If you are going to eat the pasta right now, drop it into a big pot of boiling, salted water, give it a stir and boil for just a minute or two. Fresh pasta cooks very quickly! Really a minute or two at the most.

Drain (do not rinse) and serve with sauce.

If you are not going to cook your homemade pasta right away, be sure that you dust it with flour and “fluff” it up so that the noodles don’t stick to each other.

Fresh pasta is best eaten just after it’s been made, but will keep for a day or two in the refrigerator.


Ricotta Gnocchi
Recipe by Albert Capone, Capone Foods 


Makes 8 servings.

Ingredients
1 pound Caputo "00" pasta flour
1½ teaspoons salt
2 ounces unsalted butter, room temperature
1 pound fresh ricotta cheese
Water, if needed

Directions

In the bowl of a stand mixer, combine the flour and salt, then mix in the butter and ricotta cheese. Blend on low speed for 4-5 minutes or until a dough begins to form. Add water, 1 tablespoon at a time, if needed to make a moist dough.

Pour the dough out onto a floured surface and roll into logs, 1/2-inch thick. Cut the logs into 1/2- to 3/4-inch pieces, then roll each piece on the tines of the back of a fork with your thumb to create ridges on the gnocchi.

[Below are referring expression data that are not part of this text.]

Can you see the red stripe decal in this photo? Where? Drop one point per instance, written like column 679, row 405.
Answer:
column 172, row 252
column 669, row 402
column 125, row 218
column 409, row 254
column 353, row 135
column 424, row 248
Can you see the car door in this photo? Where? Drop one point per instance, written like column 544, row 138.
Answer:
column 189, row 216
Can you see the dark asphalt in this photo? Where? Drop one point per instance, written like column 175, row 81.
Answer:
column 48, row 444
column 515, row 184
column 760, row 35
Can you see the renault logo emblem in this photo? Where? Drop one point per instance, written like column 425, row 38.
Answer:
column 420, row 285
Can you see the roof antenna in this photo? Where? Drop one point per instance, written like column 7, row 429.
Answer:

Place the finished gnocchi on trays, dust with flour and either cook right away or refrigerate or freeze.

When ready to cook, drop gnocchi into boiling salted water and cook 2-3 minutes, or until they all float to the surface. Drain, shaking to remove all residual water, and toss with butter or sauce.


Spring Leek Ravioli
Jason Martin and Dave Jick, Dave’s Fresh Pasta
 

Ingredients
2 leeks, trimmed, rinsed well, and finely chopped
Extra virgin olive oil
¼ cup fresh mint, finely chopped
¼ cup scallion, finely chopped
2 tablespoons parsley, finely chopped
1 clove garlic, minced
1 pound fresh ricotta, as firm as possible (drain in cheesecloth if necessary)
1 pound mascarpone cheese
Kosher salt, to taste
Freshly ground black pepper, to taste
1 recipe pasta dough, not yet rolled out (see above for pasta dough recipe)
1 egg, beaten with a little water

Directions

Sauté the leeks in 2 tablespoons olive oil until slightly caramelized. Mix with the remaining ingredients and allow to cool completely.

Roll the dough to the second-thinnest setting on the pasta machine. Cut the pasta sheet into 2”x2” squares.

Add 1 tablespoon of cooled filling to the middle of each square. Lightly brush half of the perimeter of each square with egg wash.

One square at a time, fold in half and begin to pinch the sides closed, making sure to avoid air bubbles and leaving one end open in order to extract air.

When all the air is pushed out of the middle, seal each final side. At this point you can trim any excess pasta from the sides of the ravioli using a ravioli cutting tool or a pizza wheel.

Bring lots of salted water to a boil, shake off excess flour, drop ravioli into boiling water, stir so there is no sticking, and when the water returns to a boil, cook 5-7 minutes. Using a spider or slotted spoon, gently remove the ravioli and serve dressed with melted butter or sauce.